In [1]:
import pandas as pd
import numpy as npm
from sklearn.ensemble import RandomForestRegressor, GradientBoostingRegressor
from sklearn.metrics import mean_absolute_error, mean_squared_error
from sklearn.model_selection import train_test_split
import seaborn as sns
import matplotlib.pyplot as plt

In [2]:
df = pd.read_csv("E:/Projects/Learning/ML/Melbourne Housing Data/melb_data.csv")
df.head()

Unnamed: 0,Suburb,Address,Rooms,Type,Price,Method,SellerG,Date,Distance,Postcode,...,Bathroom,Car,Landsize,BuildingArea,YearBuilt,CouncilArea,Lattitude,Longtitude,Regionname,Propertycount
0,Abbotsford,85 Turner St,2,h,1480000.0,S,Biggin,3/12/2016,2.5,3067.0,...,1.0,1.0,202.0,,,Yarra,-37.7996,144.9984,Northern Metropolitan,4019.0
1,Abbotsford,25 Bloomburg St,2,h,1035000.0,S,Biggin,4/02/2016,2.5,3067.0,...,1.0,0.0,156.0,79.0,1900.0,Yarra,-37.8079,144.9934,Northern Metropolitan,4019.0
2,Abbotsford,5 Charles St,3,h,1465000.0,SP,Biggin,4/03/2017,2.5,3067.0,...,2.0,0.0,134.0,150.0,1900.0,Yarra,-37.8093,144.9944,Northern Metropolitan,4019.0
3,Abbotsford,40 Federation La,3,h,850000.0,PI,Biggin,4/03/2017,2.5,3067.0,...,2.0,1.0,94.0,,,Yarra,-37.7969,144.9969,Northern Metropolitan,4019.0
4,Abbotsford,55a Park St,4,h,1600000.0,VB,Nelson,4/06/2016,2.5,3067.0,...,1.0,2.0,120.0,142.0,2014.0,Yarra,-37.8072,144.9941,Northern Metropolitan,4019.0


In [3]:
X = df.drop("Price", axis=1)
y = df.Price

X_train_full, X_valid_full, y_train, y_valid = train_test_split(X, y, train_size=0.8, test_size=0.2, random_state=1)
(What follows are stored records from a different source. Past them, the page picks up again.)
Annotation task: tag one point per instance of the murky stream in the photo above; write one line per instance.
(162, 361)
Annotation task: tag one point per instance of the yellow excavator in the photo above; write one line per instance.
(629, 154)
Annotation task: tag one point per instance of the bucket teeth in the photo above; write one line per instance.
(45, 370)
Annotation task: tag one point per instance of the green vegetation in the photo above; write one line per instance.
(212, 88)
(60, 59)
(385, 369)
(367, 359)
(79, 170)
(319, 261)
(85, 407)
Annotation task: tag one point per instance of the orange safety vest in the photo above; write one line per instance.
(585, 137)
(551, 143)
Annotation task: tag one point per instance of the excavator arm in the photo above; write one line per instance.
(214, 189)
missing_values_col = [col for col in X_train_full.columns if X_train_full[col].isna().any()]
X_train_full = X_train_full.drop(missing_values_col, axis=1)
X_valid_full = X_valid_full.drop(missing_values_col, axis=1)

In [4]:
# "Cardinality" means the number of unique values in a column
low_cardinality_cols = [col for col in X_train_full.columns if X_train_full[col].nunique() < 10 
                        and X_train_full[col].dtype == 'object']
numerical_cols = [col for col in X_train_full.columns if X_train_full[col].dtype in ['int64', 'float64']]

my_cols = low_cardinality_cols + numerical_cols

X_train = X_train_full[my_cols].copy()
X_valid = X_valid_full[my_cols].copy()

In [5]:
ob_col = (X_train.dtypes == 'object')
object_cols = list(ob_col[ob_col].index)
print("Categorical Columns:", object_cols)
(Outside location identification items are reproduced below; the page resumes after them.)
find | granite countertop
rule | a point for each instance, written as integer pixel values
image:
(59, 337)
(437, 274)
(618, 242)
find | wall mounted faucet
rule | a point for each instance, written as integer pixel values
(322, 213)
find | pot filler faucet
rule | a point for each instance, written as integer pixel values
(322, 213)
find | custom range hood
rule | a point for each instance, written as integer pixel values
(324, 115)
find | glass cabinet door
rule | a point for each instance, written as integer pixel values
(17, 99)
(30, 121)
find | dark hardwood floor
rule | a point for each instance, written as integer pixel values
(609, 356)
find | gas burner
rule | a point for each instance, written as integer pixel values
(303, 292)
Categorical Columns: ['Type', 'Method', 'Regionname']


In [6]:
def score_dataset(X_train, X_valid, y_train, y_valid):
    model = RandomForestRegressor(n_estimators=10, random_state=1)
    model.fit(X_train, y_train)
    prediction = model.predict(X_valid)
    mae = mean_absolute_error(prediction, y_valid)
    return mae

In [7]:
drop_X_train = X_train.select_dtypes(exclude='object')
drop_X_valid = X_valid.select_dtypes(exclude='object')

print("MAE after dropping Categorical Variables")
print(f"Score: {score_dataset(drop_X_train, drop_X_valid, y_train, y_valid)}")
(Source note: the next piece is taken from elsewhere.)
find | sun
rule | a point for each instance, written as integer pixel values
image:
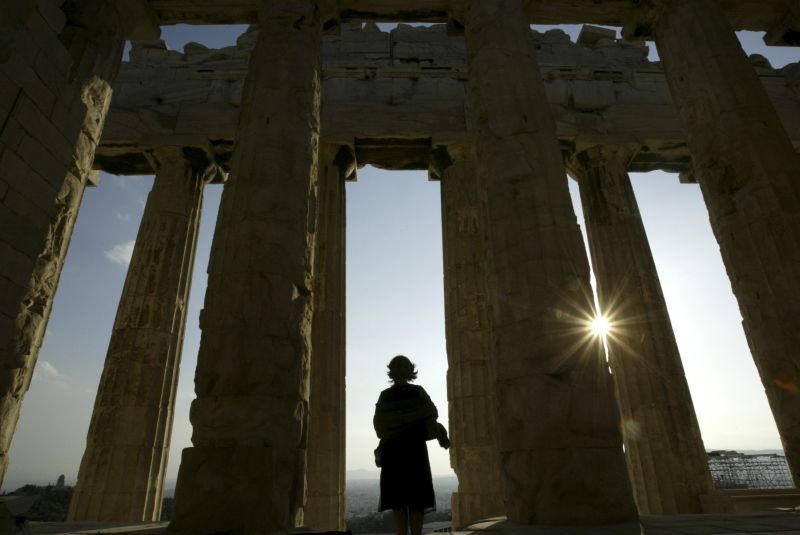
(600, 326)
MAE after dropping Categorical Variables
Score: 187082.57548478153


### Ordinal Encoding

In [8]:
from sklearn.preprocessing import OrdinalEncoder

label_X_train = X_train.copy()
label_X_valid = X_valid.copy()

ordinal_encoder = OrdinalEncoder()
label_X_train[object_cols] = ordinal_encoder.fit_transform(X_train[object_cols])
label_X_valid[object_cols] = ordinal_encoder.transform(X_valid[object_cols])

print("MAE after Ordinal Encoding")
print(f"Score: {score_dataset(label_X_train, label_X_valid, y_train, y_valid)}")

MAE after Ordinal Encoding
Score: 177537.4123588611


### One Hot Encoding

In [9]:
for c in object_cols:
    unique_vals = X_train[c].nunique()
    print(unique_vals)

3
5
8


In [10]:
from sklearn.preprocessing import OneHotEncoder

OH_encoder = OneHotEncoder(handle_unknown='ignore', sparse_output=False)
OH_cols_train = pd.DataFrame(OH_encoder.fit_transform(X_train[object_cols]))
OH_cols_valid = pd.DataFrame(OH_encoder.transform(X_valid[object_cols]))

# We get 16 new columns in total since there are 16 unique values summed from every object col
OH_cols_train.index = X_train.index
OH_cols_valid.index = X_valid.index

# Lets drop the orginial Categorical Columns and replace with OHE cols
num_X_train = X_train.drop(object_cols, axis=1)
num_X_valid = X_valid.drop(object_cols, axis=1)

OH_X_train = pd.concat([num_X_train, OH_cols_train], axis=1)
OH_X_valid = pd.concat([num_X_valid, OH_cols_valid], axis=1)# 

# It seems out column names must be in string format so we create a mapping with dictionary comprehension
OH_cols_str_dict = {c: "col_" + str(c) for c in OH_cols_train.columns}

OH_X_train = OH_X_train.rename(columns=OH_cols_str_dict)
OH_X_valid = OH_X_valid.rename(columns=OH_cols_str_dict)

print("MAE after One-Hot Encoding")
print(f"Score: {score_dataset(OH_X_train, OH_X_valid, y_train, y_valid)}")

MAE after One-Hot Encoding
Score: 174645.73129777683